The taxpayers concerned have the possibility of choosing to continue to apply the provisions of the circular 1987/21 with regard to the “old projects” for the tax years 2022 and 2023. Any profit recognized until the financial year of 2023 tax included in accordance with IFRS 15 but not subject to tax until 2023 inclusive (due to the application of the transitional provisions):

  1. must be calculated cumulatively; and
  2. be included in its entirety in the 2024 tax return of said taxpayer.

IC 53 specifies that the above cumulative effect will also have to be taken into consideration for the purposes of the 2024 provisional tax returns of said taxpayer.

It is further specified that:

  1. any choice made will relate to all the “old projects” of each taxpayer;
  2. a person can only apply the transitional provisions for the tax year 2022 (instead of 2022 and 2023); in this case, the relevant tax obligations will have to be adjusted accordingly (i.e. the cumulative profit included in the 2023 income tax return and provisional tax returns);
  3. the election must be made in the income tax return for the relevant tax year.

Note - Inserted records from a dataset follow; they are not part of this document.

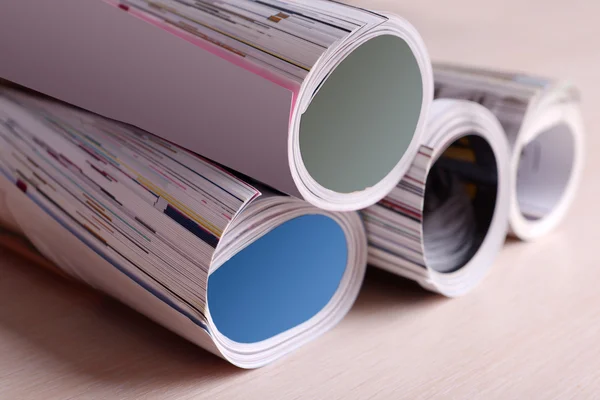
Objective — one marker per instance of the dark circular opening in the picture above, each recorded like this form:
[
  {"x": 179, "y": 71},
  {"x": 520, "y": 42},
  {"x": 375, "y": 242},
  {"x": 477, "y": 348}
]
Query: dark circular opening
[{"x": 460, "y": 200}]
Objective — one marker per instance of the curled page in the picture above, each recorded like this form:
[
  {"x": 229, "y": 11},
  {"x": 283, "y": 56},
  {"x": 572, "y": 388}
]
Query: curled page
[
  {"x": 317, "y": 99},
  {"x": 543, "y": 124},
  {"x": 245, "y": 273},
  {"x": 445, "y": 222}
]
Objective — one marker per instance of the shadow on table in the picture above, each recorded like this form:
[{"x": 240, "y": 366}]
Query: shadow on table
[{"x": 92, "y": 334}]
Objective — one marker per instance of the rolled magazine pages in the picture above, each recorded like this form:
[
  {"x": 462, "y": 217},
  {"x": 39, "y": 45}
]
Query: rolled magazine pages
[
  {"x": 249, "y": 275},
  {"x": 445, "y": 222},
  {"x": 544, "y": 127},
  {"x": 317, "y": 99}
]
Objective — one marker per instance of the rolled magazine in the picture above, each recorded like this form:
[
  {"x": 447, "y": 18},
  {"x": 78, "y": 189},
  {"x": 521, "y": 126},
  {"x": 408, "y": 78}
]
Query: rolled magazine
[
  {"x": 317, "y": 99},
  {"x": 446, "y": 220},
  {"x": 239, "y": 269},
  {"x": 543, "y": 124}
]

The transitional provisions are not applicable to “new projects”, which will have to follow (from 2022) the provisions of CI 53.

Amendment to circular 2009/13

IC 53 also modifies the provisions of circular 2009/13 entitled “Tax treatment of companies operating in the timeshare sector” by deleting paragraph C.1 which referred to circular 1987/21 which is in the process of being issued. be abolished.

Notification (ΚΔΠ) 442/2021, of October 29, 2021, issued by the Tax Commissioner

This notification removes par. 3 of notification (ΚΔΠ) 340/89 which described the same tax treatment as in circular 1987/21 which is in the process of being deleted.

The content of this article is intended to provide a general guide on the subject. Specialist advice should be sought regarding your particular situation.